"The Good Son"
Starring Macaulay Culkin and Elijah Woods
Directed by Joseph Ruben
Released by 20th Century Fox
The big hoot of the 1956 movie season was the treacly ending Hollywood tacked onto its version of Maxwell Anderson's famous stage hit "The Bad Seed."
Whereas on Broadway, murderous little Patty McCormack had been allowed to go chillingly free, the then-potent Production Code mandated just desserts. Thus, McCormack wanders out onto a dock in a rainstorm in the film's last few minutes where the old Special Effects Master in the Sky sends a convenient lightning bolt to turn her into medium rare Patty-kebab.
Yet as cornball as that is, it is infinitely superior to "The Good
Son," a kind of content-free clone of "The Bad Seed" adjusted downward for '90s' tastes. You might think of "The Good Son" as the ultimate high concept movie: the concept, in fact, was so high they filmed it instead of the story.
The concept: Macaulay Culkin, with his angelic cuteness, as killer.
That's it. That's the movie. There's nothing more.
"The Bad Seed," however clunky and stagy it may have been, was at least animated by an idea; it argued that the predilection for crime was genetically determined. The McCormack character was literally a "bad seed," and despite her corn silk hair, freckles and gingham dresses, was so infected at the genetic level (as inherited from a bad father) she could not help disposing of several playmates and working people who got in her way.
"The Good Son" supplies no theory at all behind its corn silk-haired young star's penchant for mayhem and director Joseph Ruben has worked hard to strip the film of all nuance or subtext. Even the most fundamental details of the story -- what people do for a living, how they ended up where they did, all those things that make a story believable -- go ignored. The movie is clutter free, baring the stage for Culkin's Henry, who turns out to be merely a pint-sized version of Jason, the hockey-masked psycho from the "Friday the 13th" series.
Entry into Henry's home, an imposing seacoast mansion in Maine, is achieved via 12-year-old Mark Evans (Elijah Wood), a cousin dropped off there when his recently bereaved father must fly to Tokyo to close a mysterious business deal. Mark soon notes that cousin Henry, behind his cuteness and apparent lovability, is chillingly remote and manipulative. At the same time, Mark bonds intensely to Henry's grieving mother who has herself recently lost a child -- Henry's young brother, dead in a suspicious bathtub drowning.

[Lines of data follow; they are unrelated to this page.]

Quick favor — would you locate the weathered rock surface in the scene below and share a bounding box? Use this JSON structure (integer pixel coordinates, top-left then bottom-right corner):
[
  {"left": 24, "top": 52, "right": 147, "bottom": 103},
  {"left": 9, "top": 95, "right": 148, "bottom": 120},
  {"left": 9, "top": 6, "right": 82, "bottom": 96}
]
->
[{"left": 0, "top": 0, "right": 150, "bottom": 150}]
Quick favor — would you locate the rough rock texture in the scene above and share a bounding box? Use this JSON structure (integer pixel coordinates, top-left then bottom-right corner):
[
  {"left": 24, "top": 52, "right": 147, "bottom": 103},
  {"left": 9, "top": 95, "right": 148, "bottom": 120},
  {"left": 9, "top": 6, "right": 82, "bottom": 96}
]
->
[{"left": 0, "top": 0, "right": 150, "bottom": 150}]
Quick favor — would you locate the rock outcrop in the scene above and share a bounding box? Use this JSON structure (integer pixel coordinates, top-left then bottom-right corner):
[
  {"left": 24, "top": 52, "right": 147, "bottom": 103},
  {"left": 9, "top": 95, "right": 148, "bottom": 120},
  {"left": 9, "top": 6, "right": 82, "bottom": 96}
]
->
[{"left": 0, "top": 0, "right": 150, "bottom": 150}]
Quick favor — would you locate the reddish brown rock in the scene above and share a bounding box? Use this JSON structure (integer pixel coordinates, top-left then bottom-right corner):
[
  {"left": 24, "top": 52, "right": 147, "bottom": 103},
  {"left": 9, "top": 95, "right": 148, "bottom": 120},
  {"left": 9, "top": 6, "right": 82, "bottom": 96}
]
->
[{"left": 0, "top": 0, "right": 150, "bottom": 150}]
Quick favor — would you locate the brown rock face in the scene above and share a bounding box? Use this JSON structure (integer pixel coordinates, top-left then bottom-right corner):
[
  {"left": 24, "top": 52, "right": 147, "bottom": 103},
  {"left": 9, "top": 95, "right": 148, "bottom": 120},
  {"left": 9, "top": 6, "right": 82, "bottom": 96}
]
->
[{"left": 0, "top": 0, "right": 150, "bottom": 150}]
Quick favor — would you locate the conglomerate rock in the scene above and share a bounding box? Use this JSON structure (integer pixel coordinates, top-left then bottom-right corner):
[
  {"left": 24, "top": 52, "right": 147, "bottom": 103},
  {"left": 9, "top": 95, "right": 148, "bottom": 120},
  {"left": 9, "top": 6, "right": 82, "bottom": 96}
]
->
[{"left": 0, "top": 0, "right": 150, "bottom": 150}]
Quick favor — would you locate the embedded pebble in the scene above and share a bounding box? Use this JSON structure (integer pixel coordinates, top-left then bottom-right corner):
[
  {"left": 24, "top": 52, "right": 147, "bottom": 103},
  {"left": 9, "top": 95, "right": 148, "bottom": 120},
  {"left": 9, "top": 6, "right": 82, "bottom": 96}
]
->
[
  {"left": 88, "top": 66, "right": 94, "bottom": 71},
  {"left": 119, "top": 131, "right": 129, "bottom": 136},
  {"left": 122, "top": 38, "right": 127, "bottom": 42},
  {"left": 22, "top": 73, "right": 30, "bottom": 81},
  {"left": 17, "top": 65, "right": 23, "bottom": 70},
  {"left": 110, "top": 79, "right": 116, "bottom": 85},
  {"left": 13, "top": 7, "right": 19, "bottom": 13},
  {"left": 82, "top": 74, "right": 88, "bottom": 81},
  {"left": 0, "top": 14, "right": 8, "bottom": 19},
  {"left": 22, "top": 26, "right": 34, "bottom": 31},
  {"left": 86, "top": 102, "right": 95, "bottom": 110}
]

The clear implication which goes completely undramatized is that Henry has an insanely furious attachment to his mother which causes him to react homicidally when a challenger for her affections -- such as little brother or visiting cousin -- approaches. But so one-dimensional is the Culkin performance and so one-dimensional is the Ruben direction that it never becomes a factor in the family dynamic. The family has no dynamic.
This stands in contrast not only to "The Bad Seed" but to Ruben's best film, "The Stepfather," which played with a similar device. One family member saw through the facade of seeming perfection of the new family member to his heart of evil but could get no one to believe her, until it was almost too late. But in that one, Ruben did a brilliant job of evoking the nuances of the Stepfather's pathology; he was a terrifying exemplar of parental authority and sitcom notions of domestic perfectibility gone wacko.
In "The Good Son," the logic behind the story is all visual: Henry is evil simply because he's fair, quiet, and exquisitely beautiful and thus the contrast between his outer and inner selves will be more shocking. It's the same ancient notion as the discredited femme fatale: that evil is more dramatic when concealed behind beauty.
And that's it. What's left is a random accumulation of neural impulses and idiotic scenes. In one, the "good son" pulls out a "homemade" crossbow so complex that it couldn't have been built by the MIT physics department on a $250,000 genius grant from the MacArthur Foundation. In another, Henry makes a flamboyant attempt on his sister's life in plain view of about 200 people, none of whom notice.
But "The Good Son" reaches its height of appalling idiocy in a climax that's nothing less than that old chestnut from six decades of cheesy westerns, the fight at the edge of the cliff. Yet there's something pitifully coarse about small boys made to act out such absurd rituals of adult violence; it's heartbreakingly vulgar and deeply offensive. I much preferred the lightning bolt. It may have been cornball, but it certainly wasn't blasphemy.